Görüntülediğiniz mahkeme kararı henüz kesinleşmemiştir. Yararlı olması amacıyla eklenmiştir.

T.C.
KAYSERİ
BÖLGE ADLİYE MAHKEMESİ
6. HUKUK DAİRESİ
ESAS NO: 2022/835
KARAR NO: 2022/867
T Ü R K M İ L L E T İ A D I N A
B Ö L G E A D L İ Y E M A H K E M E S İ K A R A R I
İNCELENEN KARARIN
MAHKEMESİ: KAYSERİ 1. ASLİYE TİCARET MAHKEMESİ
TARİHİ: 03/02/2022
ESAS NO: 2021/414
KARAR NO: 2022/103
DAVANIN KONUSU:Alacak
İSTİNAF KARAR TARİHİ:14/04/2022
İSTİNAF KARARYAZIM TARİHİ: 15/04/2022
KAYSERİ 1. ASLİYE TİCARET MAHKEMESİ’nin istinafa konu edilen 03/02/2022 tarih ve 2021/414 E – 2022/103 K kararına karşı süresi içinde davacı vekilince istinaf kanun yoluna başvurulması üzerine yapılan incelemede;
TARAFLARIN İDDİA VE SAVUNMALARININ ÖZETİ:Davacı vekili dava dilekçesinde özetle; Müvekkili ile davalı bankanın Kayseri …Şubesi arasında kredi genel sözleşmesi ve 2 adet araç rehin sözleşmesi imzalandığını, davalı bankaca müvekkiline kullandırılan kredilerin müvekkili tarafından ödendiğini ve halihazırda taraflar arasındaki kredi ilişkisi tasfiye edilerek sona erdiğini, taraflar arasındaki kredi ilişkisinin devam ettiği esnada müvekkilinin kredi ödemelerini kısmen nakit olarak kısmen de çek vererek ödediğini, verilen çeklerden bir tanesinin mahsup edilmemesinden dolayı müvekkilinin fazladan ödeme yapmış olduğunu bu çekin bedelinin 70.000,00 TL olduğunu ileri sürerek; müvekkilinden fazladan tahsil edilen 70.000,00 TL’nin dava tarihinden itibaren işleyecek ticari temerrüt faizi ile birlikte davalıdan alınarak müvekkiline ödenmesine, yargılama giderleri ve vekalet ücretinin davalı tarafa yükletilmesine karar verilmesini talep ve dava etmiştir.Davalı vekili cevap dilekçesinde özetle; İşbu davanın usul, yasa hak ve hakkaniyete aykırı olduğunu, davayı kabul etmediklerini, davacı tarafın iddialarının yasal dayanaktan yoksun olduğunu, şöyle ki davacı tarafın iddia ettiğinin aksine dava konusu çekin müvekkili banka tarafından tahsil edilmediğini, tahsil edilmeyen çekin davacının davacının kredi borcuna mahsup edilmesinin hukuken olası olmadığını, davacı ile müvekkili banka arasında ödeme protokolü düzenlendiğini, protokol hükümlerine göre uyuşmazlıkların tamamı bakımından karşılıklı olarak ibralaşıldığını, dava konusu çekin keşide tarihini …tarihi olup yasal 3 yıllık sürenin geçtiğini, zamanaşımı itirazında bulunduklarını ileri sürerek davanın reddine, yargılama giderleri ve vekalet ücretinin davacı tarafa yükletilmesine karar verilmesini talep etmiştir.

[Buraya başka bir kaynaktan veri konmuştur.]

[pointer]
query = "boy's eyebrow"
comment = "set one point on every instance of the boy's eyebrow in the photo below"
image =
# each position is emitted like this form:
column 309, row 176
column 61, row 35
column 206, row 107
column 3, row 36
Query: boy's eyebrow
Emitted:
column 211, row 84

İLK DERECE MAHKEMESİ KARARININ ÖZETİ:İddia ve savunmalar, yapılan yargılama, toplanan deliller, hüküm kurmaya elverişli bilirkişi heyet raporu ve tekmil dosya mündericatı birlikte değerlendirildiğinde; “…Dava, davacının davalı bankaya kredi ödemesi olarak verdiği çekin davacının rızası dışında keşideciye verilmesinden dolayı çek bedelinin ödenmesi tazmini istemine ilişkindir. Davacının davalı banka ile 14/03/2013 tarihinde araç rehin sözleşmesi ve 28/01/2013 tarihinde kredi genel sözleşmesi imzaladığı, bu sözleşmeler kapsamında kullandığı kredilerin geri ödemesi ile ilgili…Bankası Kayseri …Şubesine ait keşidecisi … …tarihli…numaralı 70.000,00 TL bedelli çeki davalı bankaya teslim ettiği hususunda taraflar anlaşmaktadır. Davalı bankanın davacıdan genel kredi sözleşmesi kapsamında bu çekin keşideciye iadesi nedeniyle mükerrer tahsilat yapıp yapmadığı konusunda taraflar arasında uyuşmazlık bulunmaktadır. Dava konusu alacak istemi ile ilgili olarak genel kredi sözleşmesinin düzenlenmesi tarihi olan 28/01/2013 tarihinden itibaren TBK’nun 146. maddesi uyarınca 10 yıllık genel zamanaşımı süresi geçmeden iş bu davanın açılmış olması nedeniyle davalının zamanaşımı definin reddine, dair 12/12/2019 tarihli ön inceleme duruşmasında karar verilmiştir. Mahkememizce davalı bankanın ticari defter ve kayıtları üzerinde inceleme neticesinde aldırılan ve itibar edilen bilirkişi raporları içeriğine göre davacının 70.000,00 TL tutarlı çekin iadesi nedeniyle herhangi bir zararı olmadığının bildirildiği anlaşılmıştır. Bilirkişi raporunda tespit edildiği ve açıkça belirtildiği üzere davacı ile davalı banka arasında başkaca çekler yönünden de çeklerin kredi borcuna karşılık davalı bankaya sunulması vadesi geldiğinde de çekin ileri tarihli bir çek ile değiştirilmesi gibi bir uygulama oluşmuştur. Bu kapsamda 3 ayrı çek yönünden bu şekilde işlem yapılmıştır. Bu çeklerin iadesi ile yerine yeni vade tarihli çekin alınması işleminden dolayı davacının bir zararı bulunmamaktadır. Rapor ve dosya kapsamı itibariyle taraflar arasında ibralaşma olmadığı, ve davacının fazla ödemesi olmadığı anlaşılmıştır. Açıklanan gerekçelerle davanın reddine…” şeklinde karar verilmiştir.Bu karara karşı davacı vekilince yasal süresinde istinafa başvurulmuştur.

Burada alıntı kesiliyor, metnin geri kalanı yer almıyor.